First let’s look at the reality of this company. We think that the base business is in the bottom quartile of businesses we’d like to invest in. Consider trends in the third quarter. Innerwear sales are down for the second time this year. Ditto for Activewear. And yes, those two businesses combined account for 83% of sales and 95% of cash flow. Direct to Consumer was finally up for the first time in five quarters, but barely so – sales were up 0.9%. This is an area we feel strongly about. No company – and I don’t care who it is – should be putting up sales growth in DTC anything less than 10%. The good companies are looking at 20%. The great companies are better than 30%. Does the underwear business naturally lend itself to a wholesale business? Yes, perhaps. But growth in the DTC channel is synonymous to the health of the brand in question.
Lastly, the trajectory of the balance sheet relative to the P&L is not looking good at all. Check out HBI’s SIGMA chart below. The clockwise motion is a classic pattern of a company that follows the patterns of either the economic cycle or an industry-specific cycle. But the interpretation is plain as day: Margins were in trouble for four quarters, but the company fixed its inventory levels along the way (which made the line gravitate upward throughout 2012). But then inventory/sales got consistently less good, but people were ok with that because margins were improving. That’s what happened over the past nine months. But the latest data point here denotes considerable erosion in both inventory/sales AND margins. For the record, you don’t want to see those two things coincide if you’re long the stock.
Then why, HedgeyeRetail, do you think that the stock will continue to head higher?
That belief lies entirely with Maidenform, and the sheer fact that management continues to sandbag the accretion math. Consider the following. The reality on Maidenform is that a) HBI got it for a steal, b) management lowballed on accretion as they simply add it to HBI’s model, c) there’s easy margin upside as HBI unravels failed MFB programs put in place over the past two years, and d) there’s further upside as HBI fills out its excess capacity with MFB business (i.e. transitions MFB to an insourced model from an outsourced model). They guided to $0.15-$0.20 per share from MFB in 2014. Seriously? If we simply add on MFB’s net income from last year – which was abysmal, by the way (worst in 8-years) and then tack on borrowing costs, we get to $0.25-$0.30 in accretion. When all is said and done, we think the accretion numbers will be at least 2x guidance in year 1, and could be closer to a buck versus management’s $0.60 guidance three years out.
That’s why we get to the RNOA trajectory in the chart below. It is one of the best in retail, and it’s all due to MFB. Margins getting better while asset turns are improving.

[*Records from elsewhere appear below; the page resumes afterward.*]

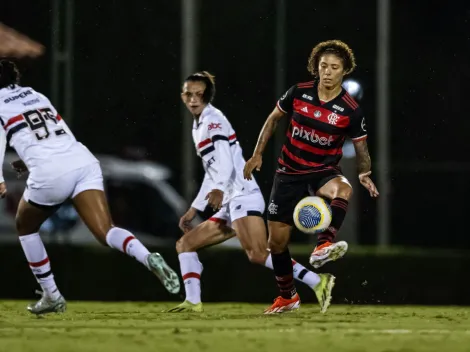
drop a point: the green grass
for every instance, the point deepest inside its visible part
(102, 327)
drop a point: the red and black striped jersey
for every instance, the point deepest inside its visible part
(317, 130)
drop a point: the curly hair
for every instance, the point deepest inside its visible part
(9, 74)
(335, 47)
(209, 80)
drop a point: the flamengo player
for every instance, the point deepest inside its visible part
(60, 168)
(322, 114)
(238, 202)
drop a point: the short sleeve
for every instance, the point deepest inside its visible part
(285, 103)
(357, 130)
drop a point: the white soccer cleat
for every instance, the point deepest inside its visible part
(328, 252)
(47, 305)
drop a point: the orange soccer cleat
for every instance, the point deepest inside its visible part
(282, 305)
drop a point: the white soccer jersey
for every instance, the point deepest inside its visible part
(32, 126)
(222, 158)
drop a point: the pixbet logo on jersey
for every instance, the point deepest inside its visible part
(333, 118)
(214, 126)
(311, 136)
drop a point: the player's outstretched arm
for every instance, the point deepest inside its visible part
(3, 145)
(364, 167)
(266, 132)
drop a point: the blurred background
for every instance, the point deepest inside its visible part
(114, 71)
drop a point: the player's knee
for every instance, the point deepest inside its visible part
(101, 233)
(277, 245)
(256, 257)
(183, 246)
(23, 227)
(344, 192)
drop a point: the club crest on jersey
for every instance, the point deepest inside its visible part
(214, 126)
(337, 107)
(333, 118)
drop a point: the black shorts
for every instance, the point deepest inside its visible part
(288, 190)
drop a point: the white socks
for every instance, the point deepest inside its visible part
(125, 242)
(191, 269)
(301, 273)
(38, 260)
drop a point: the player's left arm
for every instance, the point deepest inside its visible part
(223, 162)
(3, 146)
(358, 133)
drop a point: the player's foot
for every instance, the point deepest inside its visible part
(47, 305)
(323, 291)
(187, 307)
(328, 252)
(165, 274)
(282, 305)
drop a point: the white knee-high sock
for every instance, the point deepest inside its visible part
(191, 269)
(126, 242)
(39, 263)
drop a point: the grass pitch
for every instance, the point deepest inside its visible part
(102, 327)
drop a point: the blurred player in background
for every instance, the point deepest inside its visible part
(322, 115)
(15, 44)
(238, 202)
(59, 168)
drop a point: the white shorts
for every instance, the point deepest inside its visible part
(247, 205)
(56, 191)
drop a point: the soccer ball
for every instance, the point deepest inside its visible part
(312, 215)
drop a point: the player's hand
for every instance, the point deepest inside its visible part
(368, 184)
(255, 162)
(215, 199)
(185, 220)
(3, 190)
(20, 167)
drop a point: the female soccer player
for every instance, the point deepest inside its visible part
(322, 114)
(59, 168)
(239, 202)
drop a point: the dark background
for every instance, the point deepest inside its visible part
(127, 81)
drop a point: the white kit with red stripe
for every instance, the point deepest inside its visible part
(39, 135)
(222, 158)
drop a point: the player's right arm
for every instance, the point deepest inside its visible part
(283, 107)
(199, 203)
(3, 145)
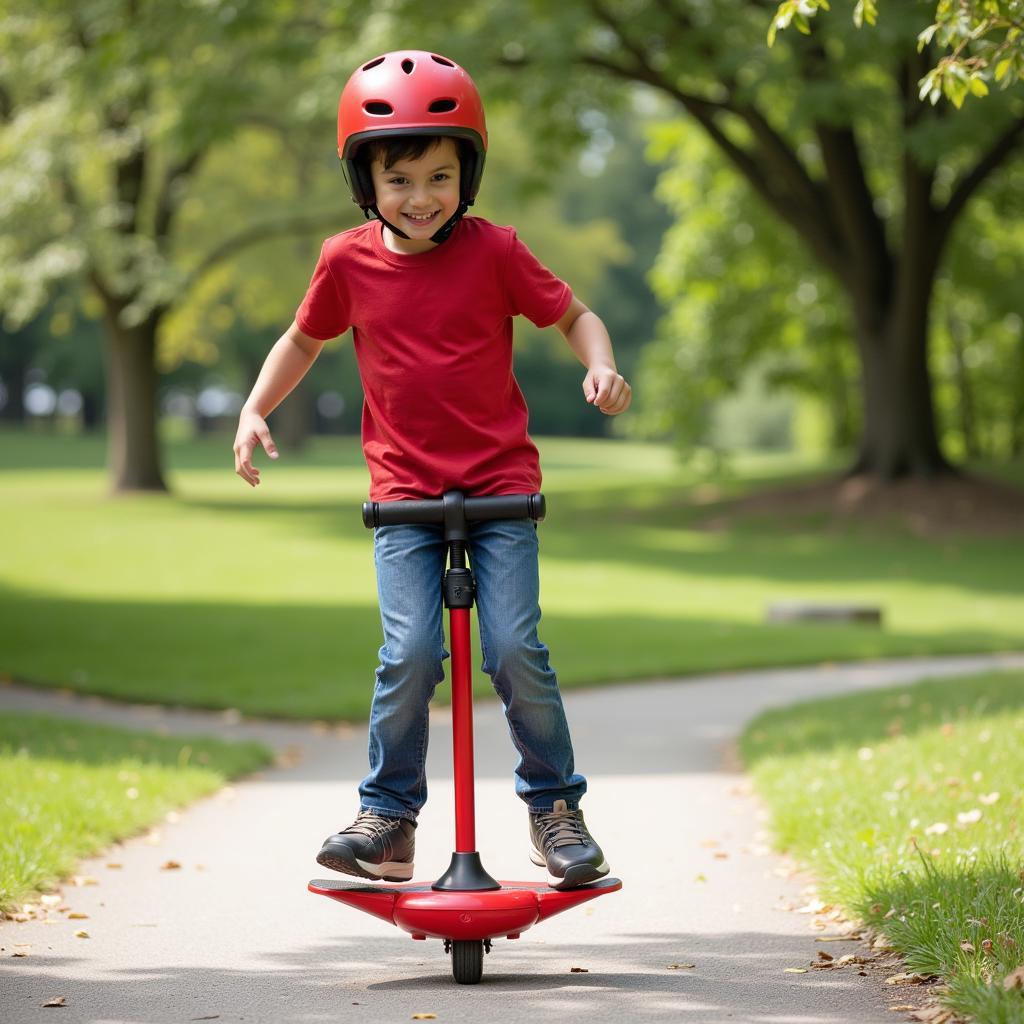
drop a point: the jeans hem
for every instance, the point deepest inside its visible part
(387, 812)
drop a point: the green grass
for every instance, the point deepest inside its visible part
(70, 788)
(220, 596)
(908, 806)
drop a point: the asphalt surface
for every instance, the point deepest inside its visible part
(233, 935)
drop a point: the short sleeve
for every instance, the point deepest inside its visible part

The bottom line is that it does not matter one iota that sales are punk. We might start to see some positive benefit from HBI’s organic marketing initiatives in 2H – but that gives them maybe a point or two in growth. The big upside begins in another two quarters when HBI gets 15% sales growth alone just from adding MFB. Along the way, cash flow looks good, and the company looks on track to pay down the debt associated with the deal just over a year after it closes. Organically, we’re not fans of this story by any stretch (challenged top line and cotton-led gross margin benefit coming to a close). But the reality is that the market won’t look at the ‘organic growth and margin characteristics’, it will look at reported numbers, and lowballed expectations. As a merged entity, this one will be tough to bet against.